The antimony-iron-zirconium (Sb-Fe-Zr) system

Abstract

Phase equilibria were established in the Fe-Sb-Zr ternary system below 60 at.% Sb for an isothermal section at 800 °C; the very Sb-rich region was studied at 600 °C. Investigation of the phase relations was based on light optical microscopy, electron probe microanalysis, and X-ray diffraction experiments on arc melted bulk alloys, which were annealed up to 350 h. Three ternary compounds were observed: ZrFe1−x Sb (0.3<x<0.5; defect TiNiSi Type), Zr6Fe1−x Sb2+x (0<x<0.24; ordered Fe2P type) and Zr5Fe x Sb3−x (x=0.44; W5Si3 type). Whereas Zr5Fe0.44Sb2.56 at 800 °C formed at a given composition without a significant homogeneity region, a rather extended solid solution up to about 9 at.% Sb was observed for the Laves phase Zr(Fe1−x Sb x )2−y . At 800 °C, binary ZrFe2−y was only observed with the cubic MgCu2 type; Sb content of more than about 3 at.% Sb stabilized the hexagonal MgNi2 type in the Zr-poor end of the homogeneity region.
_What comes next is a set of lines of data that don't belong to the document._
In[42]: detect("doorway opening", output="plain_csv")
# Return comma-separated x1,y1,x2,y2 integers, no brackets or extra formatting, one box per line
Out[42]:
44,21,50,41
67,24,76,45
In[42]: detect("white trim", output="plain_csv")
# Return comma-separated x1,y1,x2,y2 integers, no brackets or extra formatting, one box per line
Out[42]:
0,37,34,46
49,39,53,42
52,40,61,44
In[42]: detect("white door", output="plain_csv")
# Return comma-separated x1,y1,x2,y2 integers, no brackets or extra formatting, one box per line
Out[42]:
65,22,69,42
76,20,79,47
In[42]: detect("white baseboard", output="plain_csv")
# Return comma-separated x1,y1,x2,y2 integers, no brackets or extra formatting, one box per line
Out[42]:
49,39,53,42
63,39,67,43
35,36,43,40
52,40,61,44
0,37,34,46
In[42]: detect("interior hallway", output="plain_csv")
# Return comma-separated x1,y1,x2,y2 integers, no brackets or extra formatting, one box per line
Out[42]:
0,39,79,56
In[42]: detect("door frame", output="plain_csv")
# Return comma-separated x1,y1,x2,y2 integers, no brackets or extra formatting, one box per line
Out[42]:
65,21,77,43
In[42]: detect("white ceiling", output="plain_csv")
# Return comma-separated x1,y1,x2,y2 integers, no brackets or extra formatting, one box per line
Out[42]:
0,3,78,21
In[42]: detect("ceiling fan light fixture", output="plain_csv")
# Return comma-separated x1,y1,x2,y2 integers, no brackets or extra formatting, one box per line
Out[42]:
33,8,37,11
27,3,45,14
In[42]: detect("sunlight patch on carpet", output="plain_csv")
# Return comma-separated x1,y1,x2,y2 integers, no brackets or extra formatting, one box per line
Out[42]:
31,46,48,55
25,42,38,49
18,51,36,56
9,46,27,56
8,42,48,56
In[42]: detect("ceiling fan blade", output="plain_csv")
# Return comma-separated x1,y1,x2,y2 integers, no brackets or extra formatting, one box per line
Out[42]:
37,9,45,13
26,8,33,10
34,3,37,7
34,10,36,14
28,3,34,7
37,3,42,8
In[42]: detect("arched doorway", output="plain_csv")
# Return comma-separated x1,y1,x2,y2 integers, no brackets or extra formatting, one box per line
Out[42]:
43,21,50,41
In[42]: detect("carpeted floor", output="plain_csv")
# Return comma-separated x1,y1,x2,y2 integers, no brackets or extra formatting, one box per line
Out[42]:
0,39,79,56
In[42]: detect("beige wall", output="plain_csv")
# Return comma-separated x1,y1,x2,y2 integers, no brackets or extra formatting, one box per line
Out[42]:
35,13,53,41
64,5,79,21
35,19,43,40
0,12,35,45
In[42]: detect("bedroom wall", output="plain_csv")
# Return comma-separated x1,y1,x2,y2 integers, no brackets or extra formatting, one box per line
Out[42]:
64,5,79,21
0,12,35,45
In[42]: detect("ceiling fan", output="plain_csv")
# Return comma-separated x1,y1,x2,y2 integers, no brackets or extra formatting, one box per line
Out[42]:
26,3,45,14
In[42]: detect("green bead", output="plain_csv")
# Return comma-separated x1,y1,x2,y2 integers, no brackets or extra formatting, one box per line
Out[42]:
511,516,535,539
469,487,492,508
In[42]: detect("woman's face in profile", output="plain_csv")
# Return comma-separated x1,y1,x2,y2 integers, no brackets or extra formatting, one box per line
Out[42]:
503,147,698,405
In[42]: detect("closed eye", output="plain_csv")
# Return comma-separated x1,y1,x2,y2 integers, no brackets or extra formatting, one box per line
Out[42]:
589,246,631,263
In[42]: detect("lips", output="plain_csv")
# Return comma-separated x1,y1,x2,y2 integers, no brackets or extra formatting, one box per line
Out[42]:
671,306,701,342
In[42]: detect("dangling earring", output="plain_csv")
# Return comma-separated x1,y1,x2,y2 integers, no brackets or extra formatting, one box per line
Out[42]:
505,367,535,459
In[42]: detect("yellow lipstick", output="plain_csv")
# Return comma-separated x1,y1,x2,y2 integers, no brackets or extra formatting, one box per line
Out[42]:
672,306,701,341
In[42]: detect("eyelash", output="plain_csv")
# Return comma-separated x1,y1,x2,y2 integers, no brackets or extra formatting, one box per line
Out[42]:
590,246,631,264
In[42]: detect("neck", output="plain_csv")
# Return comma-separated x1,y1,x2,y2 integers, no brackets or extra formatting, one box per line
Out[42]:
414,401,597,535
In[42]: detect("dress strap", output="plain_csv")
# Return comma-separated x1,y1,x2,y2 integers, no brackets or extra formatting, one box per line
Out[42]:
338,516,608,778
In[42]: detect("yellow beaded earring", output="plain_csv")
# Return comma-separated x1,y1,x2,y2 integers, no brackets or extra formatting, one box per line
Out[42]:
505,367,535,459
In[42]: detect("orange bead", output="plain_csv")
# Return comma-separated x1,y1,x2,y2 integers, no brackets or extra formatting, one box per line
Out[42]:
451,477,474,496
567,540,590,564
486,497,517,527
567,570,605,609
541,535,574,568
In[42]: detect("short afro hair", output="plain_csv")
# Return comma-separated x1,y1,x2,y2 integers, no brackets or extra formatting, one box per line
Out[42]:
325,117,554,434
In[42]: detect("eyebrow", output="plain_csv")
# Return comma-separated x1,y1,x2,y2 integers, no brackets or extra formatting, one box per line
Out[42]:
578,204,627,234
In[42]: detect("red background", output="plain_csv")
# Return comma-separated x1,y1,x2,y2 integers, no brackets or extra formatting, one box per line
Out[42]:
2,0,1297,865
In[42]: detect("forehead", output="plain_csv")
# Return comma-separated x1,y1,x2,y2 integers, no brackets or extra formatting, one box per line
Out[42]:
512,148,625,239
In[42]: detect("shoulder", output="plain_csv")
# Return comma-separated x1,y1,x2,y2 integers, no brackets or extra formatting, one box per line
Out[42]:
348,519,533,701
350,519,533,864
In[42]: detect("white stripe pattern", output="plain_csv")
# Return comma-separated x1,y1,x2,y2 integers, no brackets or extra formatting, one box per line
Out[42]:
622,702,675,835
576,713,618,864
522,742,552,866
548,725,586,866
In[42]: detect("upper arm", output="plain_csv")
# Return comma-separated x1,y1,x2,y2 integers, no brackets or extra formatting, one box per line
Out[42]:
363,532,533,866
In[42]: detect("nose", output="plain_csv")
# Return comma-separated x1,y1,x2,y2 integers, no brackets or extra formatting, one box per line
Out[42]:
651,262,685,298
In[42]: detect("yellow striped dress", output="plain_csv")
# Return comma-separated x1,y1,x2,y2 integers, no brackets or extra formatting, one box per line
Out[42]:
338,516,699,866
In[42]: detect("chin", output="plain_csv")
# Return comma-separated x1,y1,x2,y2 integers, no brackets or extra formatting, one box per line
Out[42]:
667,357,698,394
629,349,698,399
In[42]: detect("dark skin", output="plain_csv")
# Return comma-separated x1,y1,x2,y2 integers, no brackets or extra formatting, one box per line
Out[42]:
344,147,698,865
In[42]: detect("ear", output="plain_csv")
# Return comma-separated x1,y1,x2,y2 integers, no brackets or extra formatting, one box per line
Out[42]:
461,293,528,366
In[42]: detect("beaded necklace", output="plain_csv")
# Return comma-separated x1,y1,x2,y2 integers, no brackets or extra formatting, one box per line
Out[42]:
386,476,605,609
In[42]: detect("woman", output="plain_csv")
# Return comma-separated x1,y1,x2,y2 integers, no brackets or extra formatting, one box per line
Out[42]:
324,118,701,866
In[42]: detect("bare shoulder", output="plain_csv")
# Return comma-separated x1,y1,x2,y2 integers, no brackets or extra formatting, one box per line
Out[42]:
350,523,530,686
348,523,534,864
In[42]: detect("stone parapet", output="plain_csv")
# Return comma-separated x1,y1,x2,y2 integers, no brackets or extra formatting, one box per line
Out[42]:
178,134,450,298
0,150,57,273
The MgCu2 type prevails at higher Sb content of up to 9 at.% Sb at the Zr-rich side. Zr3Sb (Ni3P type) seems to dissolve up to 3.5 at.% of Fe replacing Zr in the structure. Binary Zr5Sb3+x (Ti5Ga4 type or filled Mn5Si3 type) dissolves up to 11 at.% Fe by gradually replacing the Sb atoms in the octahedral sites with Fe; thus the boundary of the homogeneous region on the Fe-rich side essentially corresponds to the ternary limit at Zr5FeSb3. For stoichiometric binary Zr5Sb3 the authors observed only a small solubility (<1 at.% Fe) with the Yb5Sb3 type. At 800 °C there is practically no solid solubility of Zr in the iron antimonides and of Fe in the zirconium antimonides richer than 40 at.% Sb.